XPath Performance Comparison

Martin Klang

A very simple study comparing the performance of three open-source XPath engines.

Based on a performance study by Martin Böhm and Jean-Jacques Dubray, click here for more details.

Purpose

This study compares the time and memory complexity of four different XPath configurations, and how performance varies with an increasing XML document size.

Participating XPath Engines

Name Configuration XML Parser
TagBox TagBox XPath Engine v0.9.1Xerces 2.0.0
Jaxen Jaxen dom4j XPath Enginedom4j
Xalan 2.0.1 Xalan-Java XSLT ProcessorXerces 1.2.3
Xalan 2.3.1 Xalan-Java XSLT ProcessorXerces 2.0.0

The Test

Two XPath expressions were evaluated by the four different configurations and the first node of the result set from a varying sized document was retrieved.

The expressions ran against a simple three-level document that was created in memory. The document had 'n' level one elements (<EDB-ART>), where 'n' varied from 1 to 10000 in 1000 increments. The level one elements in turn had 20 child elements, each with a name unique in the document.

Example:

<?xml version="1.0" encoding="UTF-8"?>
<plm_result>
  <EDB-ART>
    <T_MASTER_DAT.PART_ID0x0>123456789</T_MASTER_DAT.PART_ID0x0>
    <T_MASTER_DAT.PART_ID1x0>123456789</T_MASTER_DAT.PART_ID1x0>
    <T_MASTER_DAT.PART_ID2x0>123456789</T_MASTER_DAT.PART_ID2x0>
    <T_MASTER_DAT.PART_ID3x0>123456789</T_MASTER_DAT.PART_ID3x0>
    <T_MASTER_DAT.PART_ID4x0>123456789</T_MASTER_DAT.PART_ID4x0>
    <T_MASTER_DAT.PART_ID5x0>123456789</T_MASTER_DAT.PART_ID5x0>
    <T_MASTER_DAT.PART_ID6x0>123456789</T_MASTER_DAT.PART_ID6x0>
    <T_MASTER_DAT.PART_ID7x0>123456789</T_MASTER_DAT.PART_ID7x0>
    <T_MASTER_DAT.PART_ID8x0>123456789</T_MASTER_DAT.PART_ID8x0>
    <T_MASTER_DAT.PART_ID9x0>123456789</T_MASTER_DAT.PART_ID9x0>
    <T_MASTER_DAT.PART_ID10x0>123456789</T_MASTER_DAT.PART_ID10x0>
    <T_MASTER_DAT.PART_ID11x0>123456789</T_MASTER_DAT.PART_ID11x0>
    <T_MASTER_DAT.PART_ID12x0>123456789</T_MASTER_DAT.PART_ID12x0>
    <T_MASTER_DAT.PART_ID13x0>123456789</T_MASTER_DAT.PART_ID13x0>
    <T_MASTER_DAT.PART_ID14x0>123456789</T_MASTER_DAT.PART_ID14x0>
    <T_MASTER_DAT.PART_ID15x0>123456789</T_MASTER_DAT.PART_ID15x0>
    <T_MASTER_DAT.PART_ID16x0>123456789</T_MASTER_DAT.PART_ID16x0>
    <T_MASTER_DAT.PART_ID17x0>123456789</T_MASTER_DAT.PART_ID17x0>
    <T_MASTER_DAT.PART_ID18x0>123456789</T_MASTER_DAT.PART_ID18x0>
    <T_MASTER_DAT.PART_ID19x0>123456789</T_MASTER_DAT.PART_ID19x0>
  </EDB-ART>
</plm_result>

The first expression indexed the first level two element on the descendant-or-self axis:

//T_MASTER_DAT.PART_ID0x0

The second expression indexed the last of all of the level two elements, eg for a document with 1000 level one elements:

//T_MASTER_DAT.PART_ID19x999

Time was measured as the difference just before the XPath expression was evaluated and just after a single element had been retrieved from the result set.
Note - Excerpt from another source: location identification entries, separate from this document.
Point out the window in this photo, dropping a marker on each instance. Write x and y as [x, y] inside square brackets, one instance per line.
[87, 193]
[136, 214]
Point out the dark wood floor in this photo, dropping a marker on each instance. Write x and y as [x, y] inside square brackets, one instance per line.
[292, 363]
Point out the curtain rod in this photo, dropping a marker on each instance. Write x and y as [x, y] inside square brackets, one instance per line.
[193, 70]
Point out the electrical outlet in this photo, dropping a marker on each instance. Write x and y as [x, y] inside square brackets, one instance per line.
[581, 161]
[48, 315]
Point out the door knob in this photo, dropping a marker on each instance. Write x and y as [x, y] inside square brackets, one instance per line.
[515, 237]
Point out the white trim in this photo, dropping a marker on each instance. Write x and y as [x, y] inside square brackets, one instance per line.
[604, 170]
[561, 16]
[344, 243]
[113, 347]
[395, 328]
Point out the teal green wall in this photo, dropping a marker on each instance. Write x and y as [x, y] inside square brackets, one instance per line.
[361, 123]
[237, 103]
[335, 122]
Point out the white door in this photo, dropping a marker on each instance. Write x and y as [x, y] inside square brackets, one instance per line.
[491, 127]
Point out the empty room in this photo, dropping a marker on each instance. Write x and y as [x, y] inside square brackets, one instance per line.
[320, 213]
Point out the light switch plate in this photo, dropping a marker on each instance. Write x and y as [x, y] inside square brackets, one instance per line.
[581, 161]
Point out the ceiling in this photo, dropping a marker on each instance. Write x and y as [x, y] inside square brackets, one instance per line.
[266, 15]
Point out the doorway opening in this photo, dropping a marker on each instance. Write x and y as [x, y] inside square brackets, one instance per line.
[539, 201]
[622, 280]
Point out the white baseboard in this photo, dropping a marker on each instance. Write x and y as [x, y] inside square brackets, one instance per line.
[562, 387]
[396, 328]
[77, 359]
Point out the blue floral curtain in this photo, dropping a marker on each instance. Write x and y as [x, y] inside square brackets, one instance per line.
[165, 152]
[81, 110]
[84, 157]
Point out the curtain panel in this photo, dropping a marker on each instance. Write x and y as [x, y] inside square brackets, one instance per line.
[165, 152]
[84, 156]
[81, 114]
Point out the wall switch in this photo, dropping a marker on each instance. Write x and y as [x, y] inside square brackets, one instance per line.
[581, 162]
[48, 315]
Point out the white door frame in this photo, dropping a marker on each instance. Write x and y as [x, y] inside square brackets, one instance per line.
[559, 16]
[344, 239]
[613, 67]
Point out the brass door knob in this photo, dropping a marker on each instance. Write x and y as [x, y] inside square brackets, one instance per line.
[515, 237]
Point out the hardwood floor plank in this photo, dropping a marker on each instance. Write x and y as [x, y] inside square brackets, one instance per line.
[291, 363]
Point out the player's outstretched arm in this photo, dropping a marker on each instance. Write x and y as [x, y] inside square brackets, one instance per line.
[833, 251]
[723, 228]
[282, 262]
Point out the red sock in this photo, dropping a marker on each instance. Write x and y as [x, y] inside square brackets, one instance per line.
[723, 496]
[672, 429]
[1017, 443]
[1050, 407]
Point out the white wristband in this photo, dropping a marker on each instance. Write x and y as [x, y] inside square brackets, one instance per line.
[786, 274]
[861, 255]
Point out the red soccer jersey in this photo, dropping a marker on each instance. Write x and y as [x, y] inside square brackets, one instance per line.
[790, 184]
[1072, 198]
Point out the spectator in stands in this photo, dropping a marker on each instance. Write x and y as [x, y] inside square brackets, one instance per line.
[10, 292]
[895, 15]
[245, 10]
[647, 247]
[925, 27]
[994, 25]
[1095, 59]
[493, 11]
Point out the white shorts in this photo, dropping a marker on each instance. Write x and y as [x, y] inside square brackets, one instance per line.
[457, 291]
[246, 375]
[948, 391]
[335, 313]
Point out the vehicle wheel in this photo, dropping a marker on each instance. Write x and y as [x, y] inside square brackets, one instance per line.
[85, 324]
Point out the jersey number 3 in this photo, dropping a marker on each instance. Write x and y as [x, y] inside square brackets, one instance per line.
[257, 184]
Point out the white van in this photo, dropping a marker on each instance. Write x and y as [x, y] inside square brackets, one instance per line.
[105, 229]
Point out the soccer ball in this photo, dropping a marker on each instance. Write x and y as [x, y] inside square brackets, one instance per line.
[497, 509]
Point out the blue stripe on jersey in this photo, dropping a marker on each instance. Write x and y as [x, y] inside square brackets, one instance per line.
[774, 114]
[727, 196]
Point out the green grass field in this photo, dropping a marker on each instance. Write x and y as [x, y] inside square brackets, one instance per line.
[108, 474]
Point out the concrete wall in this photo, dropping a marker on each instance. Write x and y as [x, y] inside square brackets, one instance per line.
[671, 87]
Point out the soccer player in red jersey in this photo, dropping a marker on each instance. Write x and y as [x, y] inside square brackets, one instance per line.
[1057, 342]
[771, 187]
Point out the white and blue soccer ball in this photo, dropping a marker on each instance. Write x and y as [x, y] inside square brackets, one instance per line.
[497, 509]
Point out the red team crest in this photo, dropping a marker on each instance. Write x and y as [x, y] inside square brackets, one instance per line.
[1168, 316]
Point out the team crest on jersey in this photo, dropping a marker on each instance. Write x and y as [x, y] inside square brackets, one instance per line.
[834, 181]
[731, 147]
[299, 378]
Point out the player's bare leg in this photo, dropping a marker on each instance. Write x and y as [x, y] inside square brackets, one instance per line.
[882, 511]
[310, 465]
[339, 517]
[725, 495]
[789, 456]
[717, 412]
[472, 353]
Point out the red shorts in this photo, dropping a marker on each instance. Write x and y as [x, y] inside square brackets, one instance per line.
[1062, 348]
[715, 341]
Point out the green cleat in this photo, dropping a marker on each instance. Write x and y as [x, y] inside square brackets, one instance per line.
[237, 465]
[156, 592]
Memory was measured as the difference in total memory used by the JVM before the document was created and after the first element had been retrieved from the XPath result set.

The tests were executed on a single occasion so there has been no averaging of results.

All four configurations were tested using the simplest API provided, with no special caching of parsed expressions or results.

Test units consisted of evaluating a single XPath expression 100 times with one XPath engine.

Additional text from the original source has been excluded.